Om het adres functionele betekenis van NF-KB voor 5-FU geïnduceerde groeiremming, overexpressie we p65 (p65 pcDNA) in AGS KD cellen. Transfectie van pcDNA p65, maar niet de lege controlevector, resulteerde in een significante inductie van p65 eiwit en NF-KB transcriptionele activiteit in AGS KD cellen (figuur S4). We merken op HIF-1α-deficiënte AGS KD overexpressie p65 waren aanzienlijk beter bestand tegen 5-FU behandeling vergeleken met AGS KD cellen die met de controlevector (figuur 5C), consistent met een essentiële rol van NF-KB bij het mediëren chemoresistentie richting 5-FU bij maagkanker cellen. Tezamen een gelijktijdige activering van p53 en remming van NF-KB in 5-FU-behandelde, HIF-1α-deficiënte AGS cellen waargenomen. Om te verduidelijken, of beide gebeurtenissen van elkaar afhankelijk zijn, bestudeerden we 5-FU-geïnduceerde NF-KB activering in MKN28 cellen met gemuteerde p53.
Beide 5-FU en TNFa geactiveerd NF-KB DNA-binding in een tijd- afhankelijke manier, wat aangeeft p53-onafhankelijke mechanismen van NF-KB-activering door 5-FU (figuur 5D). Echter, anders dan de vaststelling in AGS cellen, deze NF-KB-activering in de p53
mutant cellijn werd niet afgestompt door HIF-1α inactivatie. Aldus kan HIF-1α-chemotherapie-geïnduceerde NF-KB-activering ondersteunen door het tegengaan van p53-afhankelijke remmende mechanismen.

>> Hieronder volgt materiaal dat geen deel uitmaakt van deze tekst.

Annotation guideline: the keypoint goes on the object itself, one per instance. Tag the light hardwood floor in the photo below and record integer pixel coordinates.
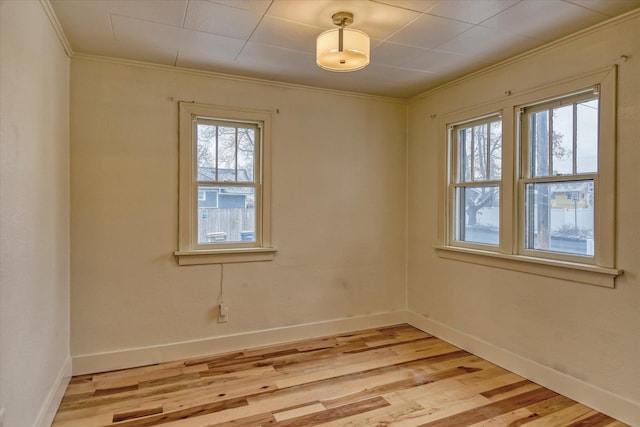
(393, 376)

Altered ROS vorming verantwoordelijk voor HIF-1α geïnduceerde modificatie van p53 activiteit

To verduidelijken de onderliggende moleculaire mechanisme p53 superinductie in 5-FU-behandelde HIF-1α-deficiënte cellen, met het kenmerk we de rol van reactieve zuurstofverbindingen (ROS). ROS vormen een kandidaat verbinding (i) ROS zijn krachtige activatoren van p53 functie en als belangrijke factoren bij de inductie van p53 door verschillende chemotherapeutische middelen [28], en (ii) HIF-1α kan ROS generatie onderdrukken door het verminderen van mitochondriale activiteit en biogenese [22], [29], [30]. Dienovereenkomstig werden AGS KD cellen voorbehandeld met de ROS-remmers diphenyleneiodonium chloride (DPI) of apocynin. Beide remmers verleende significante bescherming tegen 5-FU geïnduceerde groeiremming in AGS KD cellen (Figuur 6A en 6B). Verder DPI en apocynin bijna volledig verhinderd de inductie van p53 en p21 downstream doelgenen in 5-FU-behandelde cellen (figuur 6C en 6D). Deze resultaten suggereren een kruispunt van HIF-1α signalering met de p53-gemedieerde respons op 5-FU op het niveau van ROS productie. Een causale rol van HIF-1α stellen voor de redoxpotentiaal van AGS cellen na 5-FU behandeling werden intracellulaire ROS levels in AGS KD en SCR cellen bepaald met flowcytometrie. We vonden dat de intracellulaire superoxide niveaus 5-FU behandelde AGS KD cellen 2,5-voudig hoger dan die 5-FU behandelde AGS SCR cellen (figuur S5) dat aangeeft dat functionele inactivering van HIF-1α in AGS cellen resulteerde in significant en functionele verhoging van de intracellulaire oxidatieve stress, zelfs onder chemotherapeutische behandeling

Discussie

De transcriptiefactor HIF-1α is opgericht als belangrijke mediator van hypoxie-gemedieerde chemoresistance [6] - [8]. , [17], [18], [20]. Hier identificeren we HIF-1α als krachtige determinant van chemosensitivity bij maagkanker cellen onder normoxische omstandigheden. Door een lentivirus gebaseerde siRNA systeem tonen we aanzienlijk verbeterd 5-FU en cisplatine toxiciteit bij HIF-1α-deficiënte cellen maagkanker. Beschikbare gegevens over de rol van HIF-1α de chemische gevoeligheid van kankercellen onder normoxische omstandigheden conflicteren. Hoewel HIF-1α-deficiënte fibrosarcoomcellen (HT1080) weergegeven significant verhoogde gevoeligheid voor etoposide onder omgevingslucht, colonkanker (HCT116) en hepatoma (Hepa-1) cellen niet gedaan [6]. Unruh et al.
Gemelde verhoogde gevoeligheid van HIF-1α-deficiënte muis embryonale fibroblasten carboplatine en etoposide onder normoxische en hypoxische condities [8]. Wat maagkanker, verhoogde werkzaamheid van 5-FU en vincristine werd aangetoond onder normoxie in vitro
[18]. Welnu, in lijn met onze resultaten, zowel studies concludeerde een centrale rol voor HIF-1α in het bemiddelen chemoresistance onder normoxische omstandigheden. Interessant is dat een recente studie uit Japan toonde lagere effectiviteit van 5-FU-gebaseerde chemotherapie in HIF-1α-expressie humane gastrische adenocarcinomen, versterking van de waarneming van HIF-1 als een belangrijke factor bij het bepalen van maagkanker chemoresistance [31].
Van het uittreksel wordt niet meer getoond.